Reception of NOAA using a homemade QFH antenna.

Reception of NOAA Satellite Weather using a homemade QFH antenna made out of PVC pipe.

For a number of decades I have wanted a weather satellite receiver. I had looked at commercially build antennas that cost around $300. Then you needed a receiver and decoder.

With the new rtl-sdr receivers you can now cheaply buy a tuner and use free software.

My interest in building the PVC antenna was sparked after I found details of the antenna on G4ILO's web site.

There are also details found on another page at instructables.


Details of the hardware used to build my QFH antenna.

I used 15mm PVC pipe and 15mm PVC crosses to build the antenna.

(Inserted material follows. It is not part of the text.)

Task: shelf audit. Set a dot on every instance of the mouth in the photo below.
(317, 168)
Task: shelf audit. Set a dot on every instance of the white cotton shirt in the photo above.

The PVC pipe cost $2.10 per meter, the PVC crosses cost $2.54 each.

QFH Antenna 1

Assembled frame of QFH antenna using PVC pipe and PVC crosses

QFH Antenna 3

PVC Crosses used in QFH antenna

I then added white coaxial cable, caps and white clips to the frame.

QFH Antenna 2

Assembled frame of QFH antenna with white coaxial cable and white clips added

The White Coaxial Cable cost $19.95 for a 30 meter roll.

QFH Antenna 4

Coaxial Cable used in QFH antenna

The PVC caps cost $1.50 each.

QFH Antenna 6

15mm PVC Caps

The white clips cost $11.50 for a packet of 25.

QFH Antenna 7

White clips

The PVC tees cost $1.99 each.

QFH Antenna 8

White clips

I use a 1 meter pipe with some tees and caps to mount the antenna.

QFH Antenna 9

Mounting Pipe

RG-59 Screw On F-type connectors ($1.45 each) and F-type solderable sockets (3 for $2.60).

QFH Antenna 10

RG-59 F-type termination


I got my soldering iron out and connected the 2 pairs of cables to the feed line.

I used 4 coloured pieced of wire.

The blue wire soldered to the first loops braid.

QFH Antenna 11

First Soldered Connection

The yellow wire soldered to the first loops braid at opposite end.

QFH Antenna 12

Second Soldered Connection

Then mounted the first loop and put ends through to be connected with second loop.

QFH Antenna 13

Mounted the first loop ends

The red wire and white wire soldered to the second loops braid at opposite ends.

QFH Antenna 14

Third and Fourth Soldered Connections

Then mounted the second loop and put the ends through with the first loop.

Finally I soldered the feed line connector.

One side of the first loop to its braid and the other to the center.

Followed by one side of the second loop to its braid and the other to the center.

QFH Antenna 15

Feedline Soldered Connection

The tee connector on the mount allows the feed line to be inserted to the antenna.

I had some Belden Quad Shield RG6 cable spare and a PAL connector (cost $5.50) to connect the cheap RTL-SDR usb dongle (valued at $11.60).

QFH Antenna 17

RG6 Feedline and RTL-SDR Dongle


This is a photo of the antenna installed where I plan to mount it in my living room.

I am using the mounting pipe and then another half meter length to the antenna.